Made me laugh, although lefties were in high dudgeon about the clip earlier this afternoon. “WOMEN WORK TOO, YOU KNOW.”
Trump: We’re getting your husbands back to work pic.twitter.com/MOHh0d1Vu7
— Acyn (@Acyn) October 27, 2020
In fairness, wanting to go back to the way things used to be has been the underlying theme of MAGA since the beginning. A simpler time, when all of those “housewives” who live in the suburbs didn’t need to worry about the wrong kind of people moving into the neighborhood:
https://twitter.com/realDonaldTrump/status/1293517514798960640
The good news about the clip is that he really did put a lot of husbands — and wives — back to work over his first three years in office and his best shot at reelection remains emphasizing that fact on the stump. Michigan’s unemployment rate dropped from a low 4.9 percent when he took office to a low-low 3.6 percent before COVID arrived. The total number out of work declined by 57,000 over the same period. With a record like that, it’s hard to believe he’s down nearly 10 points in state polls. But a bad attitude about the pandemic and a lot, lot, lot of indecorous behavior over four years will do that, apparently.
It may be a matter too of which kinds of jobs have been created and which haven’t. Trump’s appeal in the Rust Belt was due in part to his nationalist promises to repatriate jobs, particularly manufacturing jobs.
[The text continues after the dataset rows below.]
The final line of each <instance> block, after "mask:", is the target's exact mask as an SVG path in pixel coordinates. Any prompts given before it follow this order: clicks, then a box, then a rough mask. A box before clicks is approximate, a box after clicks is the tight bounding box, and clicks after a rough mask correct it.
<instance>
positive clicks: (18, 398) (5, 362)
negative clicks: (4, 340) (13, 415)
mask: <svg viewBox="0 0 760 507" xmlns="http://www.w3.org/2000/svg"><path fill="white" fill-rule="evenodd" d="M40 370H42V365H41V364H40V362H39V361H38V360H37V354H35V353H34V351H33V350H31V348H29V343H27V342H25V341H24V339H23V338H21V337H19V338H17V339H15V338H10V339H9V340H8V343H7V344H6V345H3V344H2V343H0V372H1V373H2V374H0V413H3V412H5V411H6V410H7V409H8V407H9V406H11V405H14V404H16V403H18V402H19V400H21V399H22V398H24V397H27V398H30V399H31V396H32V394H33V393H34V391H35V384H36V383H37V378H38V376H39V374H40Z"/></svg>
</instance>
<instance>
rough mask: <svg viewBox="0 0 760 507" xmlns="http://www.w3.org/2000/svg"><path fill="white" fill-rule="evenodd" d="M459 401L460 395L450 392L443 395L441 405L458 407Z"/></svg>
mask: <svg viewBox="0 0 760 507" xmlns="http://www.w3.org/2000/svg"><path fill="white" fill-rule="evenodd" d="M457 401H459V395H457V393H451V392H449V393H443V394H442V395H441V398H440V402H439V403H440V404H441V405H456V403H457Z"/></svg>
According to one recent analysis, though, Michigan saw a 211 percent increase in jobs being offshored between 2017 and 2019 relative to the prior three years. Yesterday WaPo looked back at one of Trump’s most famous moments as president — actually, president-elect at the time — when he swooped in and convinced management at Carrier in Indiana not to follow through on a plan to move their plant to Mexico. That was a huge PR victory for him during the transition period, with Trump telling Carrier employees, “Companies are not going to leave the United States anymore without consequences. It’s not going to happen. We’re not going to have it anymore.”
But:
This year alone, Indiana employers have sent more jobs to Mexico, China, India and other foreign countries than were saved at Carrier. Without headlines or presidential notice, at least 17 companies — names like Vibracoustic, Molnlycke Health Care, Allura, Altex, Stanley Black & Decker, Dometic, Johnson Controls and Horizon Terra — have closed plants or otherwise reduced employment in Indiana and moved jobs abroad, according to U.S. Department of Labor filings…
Indeed, the domestic manufacturing renaissance that the president promised has withered. After rising by 4 percent during his first two years on the job, manufacturing employment began sliding late last year even before the pandemic put the economy in a deep freeze. Today, the United States has fewer factory workers than when Trump was inaugurated and about as many as in 1941. Indiana manufacturing employment stands at a six-year low.
There are other holes in the protectionist pitch. In August the U.S. trade deficit reached a 14-year high. And last year an NBC poll found support for free trade climbing to more than 70 percent among independents and Democrats, with even Republicans shifting back to narrow majority support. How much of that is due to Trump’s personal unpopularity infecting the popularity of his policy positions and how much of it is a reaction on the merits to whether his trade war has worked or not, who knows. But it may be spilling over into the Rust Belt polling.
Back to the clip up top, though. Trump can and will be forgiven by most voters for the insinuation that men work while women stay at home — he’s 74, and the olds get extra slack on stuff like that — but I’m surprised this soundbite from a few days ago didn’t get more media attention. This felt less like a case of a senior citizen idly lapsing into an antiquated view of women and more like a case of Trump deliberately implying that having a woman as president would be a special liability for the country.
Attacking Sen. Kamala Harris, Trump intentionally mispronounces her name and says she “will not be your first female president … we’re not going to have a socialist president, especially a female socialist president.” Harris is not a socialist. pic.twitter.com/T5H47FryTP
— The American Independent (@AmerIndependent) October 23, 2020
“Especially a female”? What’s he getting at there? What makes Bernie Sanders preferable to Bernadette Sanders?
The fact that the press largely glossed over that one even though he said it in the final days of a campaign which the media is desperate to see Biden win is among the best proof yet that they’re just exhausted from chasing after Trump’s daily cringy statements after four years. There are only so many hours in the day they can spend at the keyboard. Some stuff has to go by the boards.